How low-tech can you go?
Family believes if it was good enough for grandpa, it's good enough for them
Hector Cantu
The Dallas Morning News
February 27, 2001
If you telephone H.M. Amirkhan Oriental Rug Cleaning Co., listen closely. In the background, you may hear the faint tip-tapping of a 60-year-old Royal typewriter.
If you had called a few years back, your voice would have been coming through an old rotary phone.
"I got rid of the rotary phones because I guess we needed a touch-tone phone," says company president Ellen Amirkhan, "and we finally broke down and bought a fax machine, too."
But that's pretty much where the high-tech gizmos stop at the 11-employee company.
It's not that Ms. Amirkhan dislikes modern office equipment. It's just that she doesn't see the need for it. She was among the readers who responded to our call for office workers who refuse to abandon their "low-tech" workstations.
"Here's the thing," Ms. Amirkhan explains. "When my grandfather started out, he was an orphan and had no money. Everything was done very economically, with low overhead. That philosophy was passed down to my father, and I guess it was passed down to me. If it's not broken, you don't need to fix it."
That's pretty much been the philosophy since the cleaning company was founded in 1911.
Here's what else you'll find in its offices on Ross Avenue:
A wooden typewriter desk. "It's been here all my life, and I'm 45," Ms. Amirkhan says. "My father is 74, and it's been there all his life."

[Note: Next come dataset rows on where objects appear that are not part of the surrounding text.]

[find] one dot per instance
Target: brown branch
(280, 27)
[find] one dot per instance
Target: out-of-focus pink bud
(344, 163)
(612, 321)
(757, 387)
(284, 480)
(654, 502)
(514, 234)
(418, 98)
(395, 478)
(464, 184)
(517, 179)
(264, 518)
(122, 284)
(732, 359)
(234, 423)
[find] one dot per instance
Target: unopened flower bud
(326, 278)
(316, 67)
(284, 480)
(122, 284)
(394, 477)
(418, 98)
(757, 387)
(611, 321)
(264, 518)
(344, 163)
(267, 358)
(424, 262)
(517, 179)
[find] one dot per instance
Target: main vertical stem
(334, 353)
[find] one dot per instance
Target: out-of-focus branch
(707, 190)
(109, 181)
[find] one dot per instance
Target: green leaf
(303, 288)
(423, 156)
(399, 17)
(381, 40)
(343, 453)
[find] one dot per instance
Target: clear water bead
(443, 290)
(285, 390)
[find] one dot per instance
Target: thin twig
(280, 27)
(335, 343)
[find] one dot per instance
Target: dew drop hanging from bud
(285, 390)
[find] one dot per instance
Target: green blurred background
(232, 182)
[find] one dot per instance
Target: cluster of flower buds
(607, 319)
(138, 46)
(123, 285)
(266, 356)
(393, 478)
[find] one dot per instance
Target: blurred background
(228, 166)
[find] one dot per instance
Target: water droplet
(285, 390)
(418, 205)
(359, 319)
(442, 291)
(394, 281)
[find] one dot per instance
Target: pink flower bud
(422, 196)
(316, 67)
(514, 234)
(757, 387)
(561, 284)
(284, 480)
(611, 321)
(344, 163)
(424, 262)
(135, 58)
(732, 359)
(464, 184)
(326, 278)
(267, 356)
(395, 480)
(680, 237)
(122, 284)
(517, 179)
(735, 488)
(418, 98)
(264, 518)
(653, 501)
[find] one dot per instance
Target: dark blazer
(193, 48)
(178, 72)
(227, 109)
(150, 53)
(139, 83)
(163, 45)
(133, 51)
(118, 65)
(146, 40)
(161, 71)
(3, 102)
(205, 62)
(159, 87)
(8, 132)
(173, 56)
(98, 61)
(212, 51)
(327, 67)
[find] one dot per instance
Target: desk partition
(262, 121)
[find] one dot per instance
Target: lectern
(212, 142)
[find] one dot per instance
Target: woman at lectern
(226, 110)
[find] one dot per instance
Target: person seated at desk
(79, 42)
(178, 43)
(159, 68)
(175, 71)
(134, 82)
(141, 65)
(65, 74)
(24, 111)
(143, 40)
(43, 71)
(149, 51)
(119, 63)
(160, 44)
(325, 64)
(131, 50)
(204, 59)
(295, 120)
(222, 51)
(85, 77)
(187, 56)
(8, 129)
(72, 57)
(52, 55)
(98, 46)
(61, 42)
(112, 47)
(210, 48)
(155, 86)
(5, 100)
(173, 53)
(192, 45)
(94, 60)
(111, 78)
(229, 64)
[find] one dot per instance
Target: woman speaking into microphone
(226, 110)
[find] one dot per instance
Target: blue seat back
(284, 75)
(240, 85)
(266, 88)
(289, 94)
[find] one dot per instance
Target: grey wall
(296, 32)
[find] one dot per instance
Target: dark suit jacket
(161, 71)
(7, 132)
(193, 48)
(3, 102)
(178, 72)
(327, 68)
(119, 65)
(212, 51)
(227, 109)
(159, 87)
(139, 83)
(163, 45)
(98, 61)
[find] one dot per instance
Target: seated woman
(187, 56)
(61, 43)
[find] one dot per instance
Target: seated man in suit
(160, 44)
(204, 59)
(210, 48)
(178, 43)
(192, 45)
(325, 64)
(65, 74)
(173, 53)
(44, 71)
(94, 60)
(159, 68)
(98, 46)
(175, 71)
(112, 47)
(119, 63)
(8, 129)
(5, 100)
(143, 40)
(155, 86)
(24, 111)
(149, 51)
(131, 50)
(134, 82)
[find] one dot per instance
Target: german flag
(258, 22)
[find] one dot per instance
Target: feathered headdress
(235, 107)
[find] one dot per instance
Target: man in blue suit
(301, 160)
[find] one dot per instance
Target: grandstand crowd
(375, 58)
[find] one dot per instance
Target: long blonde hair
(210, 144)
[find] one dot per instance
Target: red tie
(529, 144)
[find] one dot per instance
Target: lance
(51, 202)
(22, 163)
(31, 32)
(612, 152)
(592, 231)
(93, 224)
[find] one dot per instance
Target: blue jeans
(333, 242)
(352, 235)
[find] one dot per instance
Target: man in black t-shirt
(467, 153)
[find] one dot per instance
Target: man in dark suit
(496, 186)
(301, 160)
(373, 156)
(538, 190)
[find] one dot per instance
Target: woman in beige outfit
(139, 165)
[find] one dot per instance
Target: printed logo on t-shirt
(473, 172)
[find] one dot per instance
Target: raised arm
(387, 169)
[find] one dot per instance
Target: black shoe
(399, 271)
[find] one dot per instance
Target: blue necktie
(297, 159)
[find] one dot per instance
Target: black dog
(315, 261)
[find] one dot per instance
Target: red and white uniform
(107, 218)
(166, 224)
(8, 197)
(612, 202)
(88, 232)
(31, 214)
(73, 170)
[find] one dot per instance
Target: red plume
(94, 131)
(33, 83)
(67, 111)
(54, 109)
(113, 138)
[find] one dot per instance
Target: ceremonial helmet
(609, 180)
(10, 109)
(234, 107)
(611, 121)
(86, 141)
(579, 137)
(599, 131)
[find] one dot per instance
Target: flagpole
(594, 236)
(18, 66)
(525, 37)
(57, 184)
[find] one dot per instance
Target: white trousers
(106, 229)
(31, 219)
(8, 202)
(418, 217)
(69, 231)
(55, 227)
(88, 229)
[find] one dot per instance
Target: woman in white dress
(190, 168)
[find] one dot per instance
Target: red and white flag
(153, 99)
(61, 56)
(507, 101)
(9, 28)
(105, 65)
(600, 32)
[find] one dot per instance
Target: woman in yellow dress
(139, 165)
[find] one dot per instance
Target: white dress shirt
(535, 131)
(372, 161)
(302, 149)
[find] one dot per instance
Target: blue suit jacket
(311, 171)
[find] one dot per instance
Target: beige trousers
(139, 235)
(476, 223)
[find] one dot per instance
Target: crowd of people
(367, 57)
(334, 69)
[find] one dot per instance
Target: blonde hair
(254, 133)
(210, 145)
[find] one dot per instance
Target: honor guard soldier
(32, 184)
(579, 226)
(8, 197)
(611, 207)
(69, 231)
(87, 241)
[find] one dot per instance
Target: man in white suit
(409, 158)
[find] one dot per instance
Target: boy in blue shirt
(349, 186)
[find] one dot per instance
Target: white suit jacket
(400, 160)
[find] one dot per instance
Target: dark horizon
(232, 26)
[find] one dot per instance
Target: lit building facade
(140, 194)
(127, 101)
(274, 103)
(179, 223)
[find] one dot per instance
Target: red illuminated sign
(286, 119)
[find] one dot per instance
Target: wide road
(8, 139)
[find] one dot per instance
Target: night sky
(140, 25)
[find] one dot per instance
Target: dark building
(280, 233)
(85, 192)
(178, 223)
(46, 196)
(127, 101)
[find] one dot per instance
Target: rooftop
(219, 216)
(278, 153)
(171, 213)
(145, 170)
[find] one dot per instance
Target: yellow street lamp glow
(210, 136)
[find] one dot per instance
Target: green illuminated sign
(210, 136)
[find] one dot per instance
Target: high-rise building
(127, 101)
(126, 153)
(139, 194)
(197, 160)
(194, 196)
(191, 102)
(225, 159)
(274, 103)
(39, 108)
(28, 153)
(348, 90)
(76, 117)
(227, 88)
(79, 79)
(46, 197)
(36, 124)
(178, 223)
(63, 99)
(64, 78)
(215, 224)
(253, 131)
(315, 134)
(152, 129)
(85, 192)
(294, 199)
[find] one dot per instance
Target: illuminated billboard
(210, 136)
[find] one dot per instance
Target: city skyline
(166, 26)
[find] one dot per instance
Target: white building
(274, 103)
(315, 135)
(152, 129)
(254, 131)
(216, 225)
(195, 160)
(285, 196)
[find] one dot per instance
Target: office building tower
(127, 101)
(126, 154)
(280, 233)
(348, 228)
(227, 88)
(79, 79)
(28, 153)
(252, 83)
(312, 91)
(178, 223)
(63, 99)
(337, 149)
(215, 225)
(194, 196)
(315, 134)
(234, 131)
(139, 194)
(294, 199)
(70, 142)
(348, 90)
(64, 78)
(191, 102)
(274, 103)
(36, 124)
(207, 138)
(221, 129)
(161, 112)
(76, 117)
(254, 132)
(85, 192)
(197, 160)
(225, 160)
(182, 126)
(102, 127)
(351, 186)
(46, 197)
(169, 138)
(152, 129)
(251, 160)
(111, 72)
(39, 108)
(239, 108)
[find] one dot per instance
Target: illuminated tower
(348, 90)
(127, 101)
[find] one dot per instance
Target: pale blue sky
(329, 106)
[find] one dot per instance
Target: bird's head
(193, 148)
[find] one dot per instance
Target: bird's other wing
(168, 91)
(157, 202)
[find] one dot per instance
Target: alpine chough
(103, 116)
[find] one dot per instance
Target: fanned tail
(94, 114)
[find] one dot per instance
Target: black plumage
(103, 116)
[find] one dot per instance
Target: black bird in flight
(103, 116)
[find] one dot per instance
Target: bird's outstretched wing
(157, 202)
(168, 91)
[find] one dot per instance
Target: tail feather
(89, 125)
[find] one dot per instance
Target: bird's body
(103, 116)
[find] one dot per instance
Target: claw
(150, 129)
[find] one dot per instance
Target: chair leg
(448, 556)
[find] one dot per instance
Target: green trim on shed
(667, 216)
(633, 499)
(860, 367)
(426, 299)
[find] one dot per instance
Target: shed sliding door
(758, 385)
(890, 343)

Old envelopes. "We slice them open and type [work orders] on the clean side. We've been doing that forever."
Company letterhead. In the 1930s, the company ordered stationery that has lasted more than 70 years. "We have two more reams left, probably enough to last the rest of my lifetime," Ms. Amirkhan says.
Pencils, pens, paper clips, rubber bands and a stapler. And, of course, Liquid Paper. "Lots of Liquid Paper," Ms. Amirkhan says.
Here's what you won't find.
A Rolodex. "I just have a big bunch of papers hooked together with a paper clip. That's where I keep all my phone numbers."
Post-It notes. "A lot of people are using Palm Pilots and all that nonsense," Ms. Amirkhan says. "I take the back of an envelope, and I write on that."
A computer. "I haven't been able to figure out what a computer can tell me that I don't already know," Ms. Amirkhan says. "We don't have to worry about power outages or computers crashing.
"If something is not helping us deliver a better product, then I don't see a need to purchase it."
Will the company ever have a change of heart? "I don't see any change coming soon," Ms. Amirkhan says, quickly adding, "unless someone stops making typewriter ribbons."